The Páirc Uí Chaoimh GAA Stadium in Cork is being used as a "as a temporary measure" for accommodating asylum seekers.

The Department of Integration has said that while the stadium "is not ideal", it is being used while alternative accommodation is found as soon as possible.

The asylum seekers will be accommodated in large function rooms while local club matches will continue at the venue.

Yesterday, the Irish Examiner reported that a group of up to 80 people seeking international protection in Ireland arrived at the stadium on Tuesday and will be accommodated there for the next four weeks.

In a statement, the department confirmed the temporary accommodation arrangement saying "while it is not ideal for arrivals to stay here, this is being used as a temporary measure while the Government works to find alternative accommodation without delay.

"The provider and facilities manager are doing all they can to make people comfortable.
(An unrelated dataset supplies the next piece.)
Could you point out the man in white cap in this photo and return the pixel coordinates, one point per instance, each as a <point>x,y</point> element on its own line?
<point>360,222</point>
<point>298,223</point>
The State continues to try to source new accommodation and to extend accommodation currently in place where possible."

The department said "no displaced persons fleeing Ukraine" are being accommodated at the stadium.

Cork GAA Secretary Kevin O'Donovan said the use of Páirc Uí Chaoimh was requested by the Department of Children, Equality, Disability, Integration and Youth as a "short-term emergency accomodation for International Protection applicants".

Accommodation and facilities, overseen by a management company, are being provided at the 'Blackrock corner' of the stadium in a space previously used by the HSE as a Covid-19 vaccination clinic.

The facilities, he said, are being provided on a 'pro-bono' rental basis for a period of four weeks from last Tuesday, until Friday 23 September next and Cork GAA "look forward to positive engagement with all involved".

Almost 5,000 people have applied for asylum in Ireland in the first five months of 2022. The figures do not include the estimated 44,000 Ukrainian refugees who have arrived here having fled the war in Ukraine.

The Chief Executive of NASC the migrant and refugee rights centre has described the accommodation of asylum seekers at Páirc Uí Chaoimh as a "very worrying development".

"I think it's a very worrying development that the State has had to turn to sporting bodies and to community organisations to accommodate International Protection applicants and Ukrainian Temporary Protection beneficiaries," Fiona Hurley told RTÉ’s Drivetime programme.

"We fully understand that the Department of Children has been under enormous pressure for the last six months, but we do have to ask why we're resorting to this kind of quite unsuitable accommodation."